For me, a characteristic feature of ME/CFS is that it can keep patients tremendously ill for decades without showing abnormalities in standard medical testing and, in many cases, without making patients progressively worse over time or causing some form of detectable degeneration in the brain. To me, that suggests that the cause is more likely to be internal signaling with feedback loops rather than an infection (which I see as a more chaotic and less stable process). If all of the illnesses caused by chronic viral infections don't look like ME/CFS or share some of its core features, then I would think this is quite relevant to the discussion.

I apologize in advance if I say stupid things! I don't know much about biology and am just thinking out loud.

 

I thought that in the cases of a well-adapted chronic infection the illness is significantly less severe than ME/CFS. And in cases where it gets as severe as ME/CFS it is usually a process that causes visible damage or makes patients progressively worse over time.

EDIT: so the fact that ME/CFS patients are kept in such a severe state for such a long time might not fit well with a chronic viral infection as a cause. That's sort of the idea that I was thinking of.

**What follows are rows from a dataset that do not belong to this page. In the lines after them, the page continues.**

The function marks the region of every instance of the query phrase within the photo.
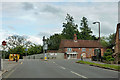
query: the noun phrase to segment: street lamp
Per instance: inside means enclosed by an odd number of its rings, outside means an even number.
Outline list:
[[[101,49],[100,49],[100,22],[98,22],[98,21],[96,21],[96,22],[93,22],[93,24],[98,24],[98,27],[99,27],[99,56],[100,56],[100,58],[101,58]],[[97,55],[97,57],[98,57],[98,55]]]
[[[100,41],[100,22],[93,22],[93,24],[98,23],[98,27],[99,27],[99,41]]]

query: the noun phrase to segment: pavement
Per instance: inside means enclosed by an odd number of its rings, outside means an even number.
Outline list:
[[[3,78],[118,78],[118,71],[75,63],[77,60],[26,59]]]
[[[2,71],[0,71],[0,79],[4,73],[14,69],[21,62],[22,60],[19,60],[19,62],[9,61],[8,59],[2,60]]]

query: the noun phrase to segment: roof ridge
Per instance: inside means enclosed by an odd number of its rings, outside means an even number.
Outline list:
[[[74,40],[64,39],[61,42],[61,47],[99,47],[98,40],[78,40],[74,42]],[[100,44],[100,47],[103,46]]]
[[[72,40],[72,41],[74,41],[73,39],[61,39],[61,40]],[[82,40],[82,39],[77,39],[77,41],[99,41],[99,40]]]

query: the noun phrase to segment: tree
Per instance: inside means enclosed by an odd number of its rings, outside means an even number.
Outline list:
[[[106,61],[114,61],[114,57],[112,56],[113,51],[112,49],[107,49],[106,52],[104,53],[103,59]]]
[[[115,46],[115,33],[110,34],[108,37],[101,37],[101,44],[112,49]]]
[[[61,39],[64,39],[64,37],[61,34],[54,34],[54,35],[50,36],[50,38],[47,39],[48,49],[49,50],[58,50]]]
[[[108,47],[109,46],[109,43],[108,43],[106,37],[101,37],[100,38],[100,43],[103,47]]]
[[[78,25],[74,23],[74,19],[70,14],[67,14],[65,20],[67,21],[66,23],[63,23],[63,31],[62,35],[66,39],[73,39],[74,34],[79,34],[78,31]]]
[[[4,53],[5,57],[8,58],[9,54],[20,54],[21,57],[25,53],[25,48],[28,48],[32,43],[27,41],[25,36],[12,35],[6,38],[7,45],[2,46],[3,50],[8,52]],[[4,51],[5,52],[5,51]]]
[[[112,47],[115,46],[115,33],[110,34],[107,40],[109,43],[108,47],[112,49]]]
[[[42,53],[42,50],[43,50],[43,47],[41,45],[31,45],[29,48],[28,48],[28,55],[33,55],[33,54],[40,54]]]
[[[9,36],[6,40],[7,40],[7,47],[9,49],[15,48],[17,46],[29,47],[32,44],[30,41],[27,41],[24,36],[19,36],[19,35]]]
[[[25,54],[25,48],[23,46],[16,46],[8,50],[9,54],[20,54],[20,58]],[[7,55],[9,56],[9,55]]]
[[[81,20],[81,26],[80,27],[80,39],[82,40],[96,40],[96,37],[92,34],[91,29],[88,27],[88,20],[86,17],[83,17]]]

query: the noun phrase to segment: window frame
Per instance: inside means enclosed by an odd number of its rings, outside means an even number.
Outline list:
[[[86,52],[86,48],[82,48],[82,52]]]
[[[71,52],[71,51],[72,51],[72,48],[67,48],[67,51],[68,51],[68,52]]]

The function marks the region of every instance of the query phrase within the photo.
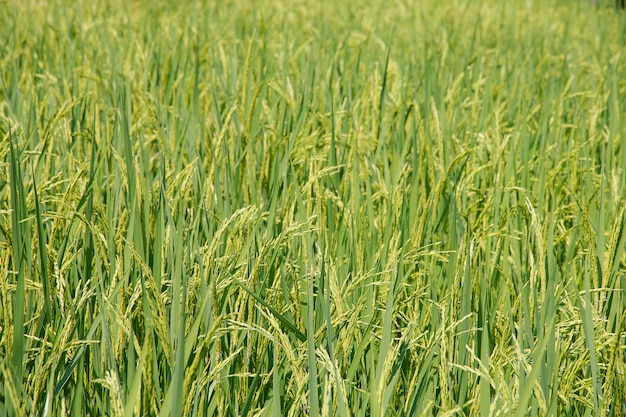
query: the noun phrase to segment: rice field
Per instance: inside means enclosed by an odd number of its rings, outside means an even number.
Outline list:
[[[0,417],[626,416],[626,13],[0,0]]]

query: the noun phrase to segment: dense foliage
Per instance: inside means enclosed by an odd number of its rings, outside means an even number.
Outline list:
[[[260,3],[0,3],[0,416],[626,415],[624,13]]]

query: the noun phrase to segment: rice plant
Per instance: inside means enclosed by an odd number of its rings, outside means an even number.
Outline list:
[[[625,16],[0,2],[0,416],[625,416]]]

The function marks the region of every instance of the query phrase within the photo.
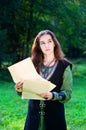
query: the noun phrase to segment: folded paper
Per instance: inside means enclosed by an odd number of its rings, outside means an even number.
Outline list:
[[[8,70],[15,83],[23,81],[23,99],[44,100],[40,93],[49,92],[55,88],[50,81],[42,78],[36,71],[31,58],[26,58],[8,67]]]
[[[26,79],[34,79],[35,77],[39,77],[30,57],[9,66],[8,70],[10,71],[15,83]]]

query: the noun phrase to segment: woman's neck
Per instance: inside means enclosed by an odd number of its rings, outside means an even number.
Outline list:
[[[55,56],[54,55],[49,55],[44,57],[44,65],[46,66],[51,66],[55,63]]]

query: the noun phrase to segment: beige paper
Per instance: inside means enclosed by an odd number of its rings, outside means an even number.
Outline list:
[[[27,79],[39,78],[30,57],[9,66],[8,70],[10,71],[15,83]]]
[[[51,91],[53,88],[55,88],[55,85],[45,79],[32,79],[25,80],[23,87],[24,90],[22,93],[22,98],[44,100],[44,98],[41,98],[39,94]]]
[[[49,92],[55,88],[54,84],[43,79],[36,72],[30,57],[8,67],[8,70],[15,83],[19,81],[24,82],[22,92],[23,99],[44,100],[39,94],[42,92]]]

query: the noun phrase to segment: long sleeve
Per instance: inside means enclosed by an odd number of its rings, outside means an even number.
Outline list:
[[[73,77],[70,66],[65,69],[63,74],[63,84],[59,93],[53,92],[53,100],[59,100],[61,103],[65,103],[71,98],[72,94]]]
[[[61,87],[61,93],[64,93],[65,99],[61,102],[67,102],[71,98],[73,85],[73,76],[70,66],[68,66],[63,75],[63,85]]]

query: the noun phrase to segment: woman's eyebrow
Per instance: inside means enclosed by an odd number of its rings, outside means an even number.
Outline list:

This is just a guess based on my limited knowledge. Hopefully, somebody could point to an example that doesn't fit this line of thinking.

 

I understand that I'm heading off-topic somewhat here but I think there is value in highlighting something that Karl Morton is interested in, which is L-form bacteria. If I'm remembering correctly, these are cell wall-less pathogens which are hard, or impossible, to detect using standard techniques. A company in the States was looking into the existence of these alongside chronic illnesses, such as FM and ME, and the, admittedly limited, results they have so far suggest that those with chronic illnesses also have higher numbers of L-form bacteria in their system.

Obviously, like any new area of research, there is, for me, a reasonable question as to whether they have discovered something new, or if it's an artefact of the ways of testing that they use, or some other reason for not being the case.

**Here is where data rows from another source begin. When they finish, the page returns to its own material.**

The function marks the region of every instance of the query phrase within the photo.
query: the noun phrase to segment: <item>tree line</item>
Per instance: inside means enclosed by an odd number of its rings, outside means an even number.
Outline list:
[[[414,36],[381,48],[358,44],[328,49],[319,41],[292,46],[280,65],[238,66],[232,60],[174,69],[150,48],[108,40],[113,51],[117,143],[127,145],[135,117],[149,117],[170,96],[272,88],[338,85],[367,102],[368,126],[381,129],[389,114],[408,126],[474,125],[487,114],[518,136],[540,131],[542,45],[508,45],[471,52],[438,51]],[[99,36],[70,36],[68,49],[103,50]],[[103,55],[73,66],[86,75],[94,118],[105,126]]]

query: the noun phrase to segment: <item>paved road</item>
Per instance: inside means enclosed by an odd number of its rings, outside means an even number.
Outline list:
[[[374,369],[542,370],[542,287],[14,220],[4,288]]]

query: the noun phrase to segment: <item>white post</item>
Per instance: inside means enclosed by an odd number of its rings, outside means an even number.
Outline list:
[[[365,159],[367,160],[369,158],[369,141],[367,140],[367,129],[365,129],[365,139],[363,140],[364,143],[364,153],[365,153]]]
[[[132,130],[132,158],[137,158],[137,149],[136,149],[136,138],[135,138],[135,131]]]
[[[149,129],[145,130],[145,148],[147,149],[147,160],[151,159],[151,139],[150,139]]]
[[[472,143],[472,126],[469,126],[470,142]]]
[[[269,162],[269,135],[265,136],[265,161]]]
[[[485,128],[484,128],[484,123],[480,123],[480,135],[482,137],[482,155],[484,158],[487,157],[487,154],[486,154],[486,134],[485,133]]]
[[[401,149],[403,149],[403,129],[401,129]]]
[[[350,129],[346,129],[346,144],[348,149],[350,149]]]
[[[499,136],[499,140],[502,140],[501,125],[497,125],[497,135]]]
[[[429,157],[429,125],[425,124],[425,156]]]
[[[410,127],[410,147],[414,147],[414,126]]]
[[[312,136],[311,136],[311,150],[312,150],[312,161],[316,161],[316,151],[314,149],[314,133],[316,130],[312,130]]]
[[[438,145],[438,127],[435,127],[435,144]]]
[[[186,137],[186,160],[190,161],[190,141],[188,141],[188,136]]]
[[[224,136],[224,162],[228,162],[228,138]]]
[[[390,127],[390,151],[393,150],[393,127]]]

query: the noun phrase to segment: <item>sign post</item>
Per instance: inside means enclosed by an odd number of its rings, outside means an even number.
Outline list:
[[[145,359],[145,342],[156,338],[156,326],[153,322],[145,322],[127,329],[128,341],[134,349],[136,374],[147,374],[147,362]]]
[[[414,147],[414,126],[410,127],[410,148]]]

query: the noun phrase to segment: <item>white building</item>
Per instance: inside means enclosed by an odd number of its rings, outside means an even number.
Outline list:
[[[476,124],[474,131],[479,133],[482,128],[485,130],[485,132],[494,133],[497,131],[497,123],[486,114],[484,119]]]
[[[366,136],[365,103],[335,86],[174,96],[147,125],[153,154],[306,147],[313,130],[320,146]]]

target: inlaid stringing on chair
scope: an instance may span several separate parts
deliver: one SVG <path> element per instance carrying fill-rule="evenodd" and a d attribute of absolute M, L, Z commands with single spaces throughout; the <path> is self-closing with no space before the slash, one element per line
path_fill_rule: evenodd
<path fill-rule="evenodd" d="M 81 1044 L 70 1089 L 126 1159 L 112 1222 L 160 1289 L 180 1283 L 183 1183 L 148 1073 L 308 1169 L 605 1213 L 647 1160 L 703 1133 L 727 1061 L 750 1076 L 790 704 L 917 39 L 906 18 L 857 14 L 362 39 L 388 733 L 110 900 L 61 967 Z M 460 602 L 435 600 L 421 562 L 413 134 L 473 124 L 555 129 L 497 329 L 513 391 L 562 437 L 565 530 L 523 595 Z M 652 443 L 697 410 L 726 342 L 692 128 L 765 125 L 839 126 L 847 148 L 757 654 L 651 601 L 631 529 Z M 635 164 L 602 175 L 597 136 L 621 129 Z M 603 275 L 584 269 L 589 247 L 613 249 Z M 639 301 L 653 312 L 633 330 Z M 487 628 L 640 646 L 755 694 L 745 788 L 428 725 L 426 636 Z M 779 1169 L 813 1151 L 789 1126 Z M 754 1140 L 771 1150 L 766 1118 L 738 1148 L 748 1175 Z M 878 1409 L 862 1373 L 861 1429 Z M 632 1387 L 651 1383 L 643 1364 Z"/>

But one hypothesis is that these L-form bacteria might be able to take advantage of a disruption of the immune system, such as a viral attack, which normally keeps them in check, and that they then multiply, causing increased issues.

And obviously if the focus, from the immune system and doctors, is on the viral attack, then no attention is paid to other pathogens. So perhaps Math should be looking for other, opportunistic, pathogens other than just viruses.

I'll try to return and add links to what research is out there on this later, can't do that at the moment.